千亿体育网址Learn more about securing Jenkins in the Jenkins User Handbook:
Security advisories are the primary way to publicly inform Jenkins users about security issues in Jenkins and Jenkins plugins. You can find all past security advisories in our security advisories archive.
千亿体育网址We announce the publication of a new security advisory through multiple channels:
We send an email notification to the public
jenkinsci-advisories千亿体育网址 Google group with a short overview of affected components and a link to the security advisory:
We send an email notification to the mailing list with excerpts of the security advisory.
千亿体育网址Additionally, Jenkins administrators are informed about published security issues directly in Jenkins if they have affected versions of Jenkins or plugins installed.
Finally, the Jenkins project is a CVE Numbers Authority千亿体育网址, and we submit CVE metadata simultaneously with the publication of security advisories, allowing automated security tools using CVE information to identify vulnerable installations.
千亿体育网址Even if you run Jenkins on a private network and trust everyone in your team, security issues in Jenkins can still impact you:
If you find a vulnerability in Jenkins, please report it in the issue tracker under the . This project is configured in such a way that only the reporter, the maintainers, and the Jenkins security team can see the details.
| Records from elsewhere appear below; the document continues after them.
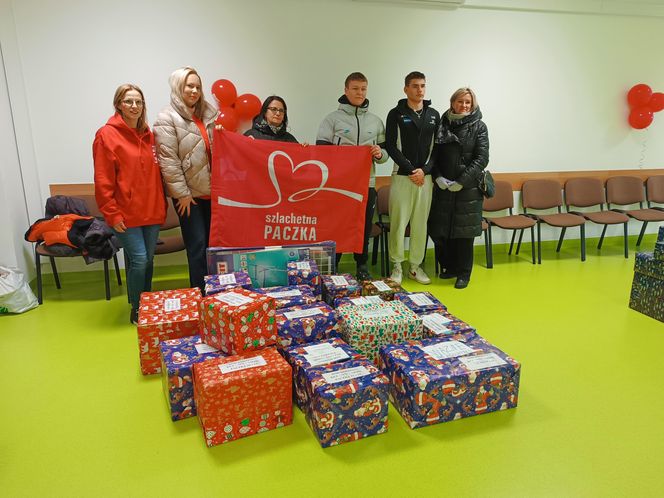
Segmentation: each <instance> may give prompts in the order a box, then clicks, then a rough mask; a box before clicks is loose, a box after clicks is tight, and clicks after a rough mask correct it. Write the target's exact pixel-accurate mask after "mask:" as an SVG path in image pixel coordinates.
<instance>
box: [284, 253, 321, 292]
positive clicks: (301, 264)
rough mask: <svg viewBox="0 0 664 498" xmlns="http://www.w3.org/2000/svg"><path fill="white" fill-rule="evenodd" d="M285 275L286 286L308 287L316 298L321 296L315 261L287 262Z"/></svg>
mask: <svg viewBox="0 0 664 498" xmlns="http://www.w3.org/2000/svg"><path fill="white" fill-rule="evenodd" d="M286 273H287V276H288V285H308V286H309V287H311V290H312V291H313V292H314V294H315V295H316V297H319V296H320V295H321V293H322V283H321V282H322V280H321V278H320V271H318V265H316V262H315V261H313V260H307V261H289V262H288V263H286Z"/></svg>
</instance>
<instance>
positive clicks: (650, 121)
mask: <svg viewBox="0 0 664 498" xmlns="http://www.w3.org/2000/svg"><path fill="white" fill-rule="evenodd" d="M652 118H653V115H652V109H650V108H649V107H646V106H641V107H635V108H634V109H632V112H630V113H629V125H630V126H631V127H632V128H634V129H636V130H642V129H643V128H647V127H648V126H650V123H652Z"/></svg>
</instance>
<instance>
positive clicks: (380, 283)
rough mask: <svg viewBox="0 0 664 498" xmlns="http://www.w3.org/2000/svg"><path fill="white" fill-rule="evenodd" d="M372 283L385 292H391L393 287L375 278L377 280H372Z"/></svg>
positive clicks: (374, 286) (381, 291)
mask: <svg viewBox="0 0 664 498" xmlns="http://www.w3.org/2000/svg"><path fill="white" fill-rule="evenodd" d="M371 283H372V284H373V286H374V287H375V288H376V289H378V290H379V291H381V292H384V291H387V292H389V291H391V290H392V289H391V288H390V286H389V285H387V284H386V283H385V282H383V281H382V280H375V281H373V282H371Z"/></svg>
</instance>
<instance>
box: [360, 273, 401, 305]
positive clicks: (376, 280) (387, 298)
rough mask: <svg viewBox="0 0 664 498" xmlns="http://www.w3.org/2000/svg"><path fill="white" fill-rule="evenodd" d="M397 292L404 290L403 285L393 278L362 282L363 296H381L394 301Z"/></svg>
mask: <svg viewBox="0 0 664 498" xmlns="http://www.w3.org/2000/svg"><path fill="white" fill-rule="evenodd" d="M397 292H404V290H403V287H401V286H400V285H399V284H398V283H396V282H395V281H394V280H392V279H391V278H384V279H382V280H365V281H364V282H362V295H363V296H380V297H381V298H383V300H384V301H392V300H393V299H394V295H395V294H396V293H397Z"/></svg>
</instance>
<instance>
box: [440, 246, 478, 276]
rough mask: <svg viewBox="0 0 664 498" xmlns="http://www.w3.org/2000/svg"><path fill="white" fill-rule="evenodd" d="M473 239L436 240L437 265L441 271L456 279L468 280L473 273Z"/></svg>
mask: <svg viewBox="0 0 664 498" xmlns="http://www.w3.org/2000/svg"><path fill="white" fill-rule="evenodd" d="M474 242H475V238H474V237H473V238H469V239H448V238H443V237H441V238H436V239H435V240H434V243H435V244H436V254H437V255H438V265H439V266H440V267H441V269H442V271H447V272H448V273H451V274H453V275H456V276H457V278H462V279H464V280H470V274H471V272H472V271H473V246H474Z"/></svg>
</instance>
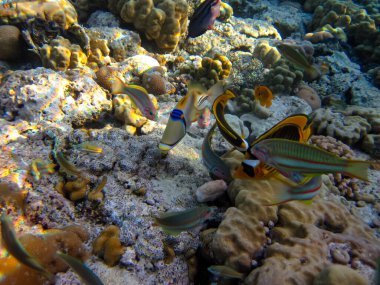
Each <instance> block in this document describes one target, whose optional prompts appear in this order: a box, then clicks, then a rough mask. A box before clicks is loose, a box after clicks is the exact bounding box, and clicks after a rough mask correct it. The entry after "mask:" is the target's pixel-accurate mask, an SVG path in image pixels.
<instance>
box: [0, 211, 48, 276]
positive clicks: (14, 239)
mask: <svg viewBox="0 0 380 285" xmlns="http://www.w3.org/2000/svg"><path fill="white" fill-rule="evenodd" d="M0 221H1V240H2V244H3V246H4V247H5V249H6V250H7V251H8V252H9V253H10V254H11V255H12V256H13V257H14V258H16V259H17V261H18V262H20V263H22V264H24V265H25V266H28V267H30V268H32V269H34V270H37V271H38V272H41V273H42V274H43V275H44V276H45V277H47V278H48V279H49V280H52V279H53V277H54V275H53V274H52V273H50V272H48V271H47V270H46V269H44V268H43V266H42V265H41V264H40V263H39V262H38V261H37V259H36V258H34V257H32V256H30V255H29V253H27V251H26V250H25V248H24V247H23V246H22V244H21V243H20V241H19V240H18V239H17V237H16V233H15V231H14V228H13V225H12V221H11V220H10V218H9V217H8V216H7V215H6V214H5V213H3V214H2V215H1V217H0Z"/></svg>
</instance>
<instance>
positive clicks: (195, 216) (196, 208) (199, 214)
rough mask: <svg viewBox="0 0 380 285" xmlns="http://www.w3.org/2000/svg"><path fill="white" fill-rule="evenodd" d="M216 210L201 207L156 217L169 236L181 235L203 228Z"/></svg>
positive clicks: (211, 207)
mask: <svg viewBox="0 0 380 285" xmlns="http://www.w3.org/2000/svg"><path fill="white" fill-rule="evenodd" d="M214 210H215V209H214V208H212V207H207V206H200V207H195V208H191V209H188V210H184V211H179V212H166V213H164V214H162V215H160V216H159V217H155V221H156V223H157V224H158V225H160V226H161V227H162V229H163V230H164V232H166V233H167V234H170V235H179V234H180V233H181V232H183V231H189V230H192V229H194V228H197V227H199V226H201V225H202V224H203V223H204V222H205V221H206V220H207V219H208V218H210V216H211V215H212V213H213V212H214Z"/></svg>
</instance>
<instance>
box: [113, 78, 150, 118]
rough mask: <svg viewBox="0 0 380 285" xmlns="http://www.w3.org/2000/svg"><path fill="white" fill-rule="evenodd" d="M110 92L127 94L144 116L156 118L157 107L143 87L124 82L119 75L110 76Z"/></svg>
mask: <svg viewBox="0 0 380 285" xmlns="http://www.w3.org/2000/svg"><path fill="white" fill-rule="evenodd" d="M111 93H112V94H121V93H122V94H126V95H128V96H129V97H130V98H131V100H132V101H133V103H134V104H135V105H136V107H137V108H138V109H139V110H140V111H141V113H142V114H143V116H144V117H146V118H147V119H149V120H152V121H155V120H156V117H157V109H156V107H155V106H154V103H153V101H152V100H151V99H150V97H149V94H148V91H146V89H145V88H144V87H141V86H137V85H129V84H125V83H124V82H123V81H122V80H121V79H120V78H119V77H117V76H115V77H114V78H112V83H111Z"/></svg>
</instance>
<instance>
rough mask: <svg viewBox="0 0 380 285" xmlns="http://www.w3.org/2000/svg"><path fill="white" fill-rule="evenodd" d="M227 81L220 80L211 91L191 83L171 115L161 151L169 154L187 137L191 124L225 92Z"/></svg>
mask: <svg viewBox="0 0 380 285" xmlns="http://www.w3.org/2000/svg"><path fill="white" fill-rule="evenodd" d="M224 85H225V81H224V80H220V81H218V82H217V83H216V84H214V85H213V86H212V87H211V88H210V89H209V90H206V88H205V87H203V86H202V85H200V84H198V83H195V82H190V83H189V85H188V92H187V94H186V95H185V96H184V97H183V98H182V99H181V100H180V101H179V102H178V104H177V105H176V107H175V108H174V109H173V111H172V112H171V113H170V117H169V121H168V123H167V125H166V128H165V131H164V134H163V136H162V138H161V141H160V144H159V149H160V151H161V152H162V153H167V152H168V151H169V150H170V149H172V148H173V147H174V146H175V145H177V144H178V143H179V142H180V141H181V140H182V139H183V138H184V137H185V135H186V131H187V130H188V129H189V128H190V126H191V123H192V122H194V121H196V120H197V119H198V118H199V116H200V115H201V113H202V112H204V109H205V108H206V107H208V105H211V104H212V103H213V102H214V101H215V100H216V98H218V97H219V96H220V95H221V94H223V92H224Z"/></svg>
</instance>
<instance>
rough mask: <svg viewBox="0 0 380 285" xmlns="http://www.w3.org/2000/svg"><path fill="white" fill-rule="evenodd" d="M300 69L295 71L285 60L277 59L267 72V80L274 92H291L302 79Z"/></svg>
mask: <svg viewBox="0 0 380 285" xmlns="http://www.w3.org/2000/svg"><path fill="white" fill-rule="evenodd" d="M302 78H303V73H302V71H300V70H296V71H293V70H292V69H290V67H289V66H288V65H287V64H286V63H285V61H283V60H279V61H277V63H276V64H275V65H274V66H273V68H272V69H270V71H269V72H268V74H266V76H265V82H267V85H268V86H269V88H270V89H271V90H272V91H273V92H274V93H285V94H286V93H290V92H291V91H292V90H293V89H294V88H295V87H296V86H297V85H298V84H299V83H300V82H301V80H302Z"/></svg>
Restricting access to this potentially sensitive information allows core and plugin maintainers to develop effective security fixes that are safe to apply. We provide issue reporting guidelines and an overview of our process on Reporting Security Vulnerabilities.
If you are unable to report using our issue tracker, you can also send your report to the private Jenkins Security Team mailing list:
To show our appreciation for your help, we’ll send you a small reward for privately reported, valid vulnerability reports.
We strive to fix all security vulnerabilities in Jenkins and plugins in a timely manner. However the number and diversity of plugins and maintainers' autonomy make this impossible to guarantee.
千亿体育网址Information about how we schedule security advisories and security updates.
Guidelines for developing security fixes in the Jenkins project.
The Jenkins security team contacted me about a security vulnerability. Now what?
千亿体育网址This page explains everything Jenkins users and administrators need to know about the Jenkins security process.
千亿体育网址To show our appreciation for your help, we’ll send you a small reward for privately reported, valid vulnerability reports.
The Jenkins project is a CVE Numbers Authority (CNA) for Jenkins and Jenkins plugins published by the Jenkins project.
The Jenkins Security Team is a group of volunteers led by the Jenkins Security Officer who triage and fix security vulnerabilities.
These are some contributions by members of the Jenkins security team that weren’t delivered as security fixes, but still are security-related.